C’est donc bel et bien l’explosion en vol de la CEDEAO qui se profile à moyen terme, dans l’incapacité de retenir ses membres les plus rétifs et les plus contestataires de son autorité. Au grand dam des pays fondateurs comme le Sénégal, impuissants face à cet émiettement.

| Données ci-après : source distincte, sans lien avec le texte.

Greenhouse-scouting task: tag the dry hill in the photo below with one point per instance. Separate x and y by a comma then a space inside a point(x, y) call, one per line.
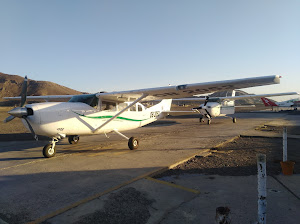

Bref, le départ du Mali, du Burkina Faso et du Niger sonne le glas d’une organisation désormais moribonde et condamnée à court terme. La perte de ces maillons essentiels précipite la CEDEAO dans une crise existentielle dont elle ne se relèvera pas. Adieu l’ambition d’une Afrique de l’Ouest politiquement et économiquement intégrée. Place au chacun pour soi et à des ensembles sous-régionaux éclatés en multiples entités rivales. Voilà le triste horizon qui se profile en l’absence d’un sursaut décisif et rapide des dirigeants ouest-africains.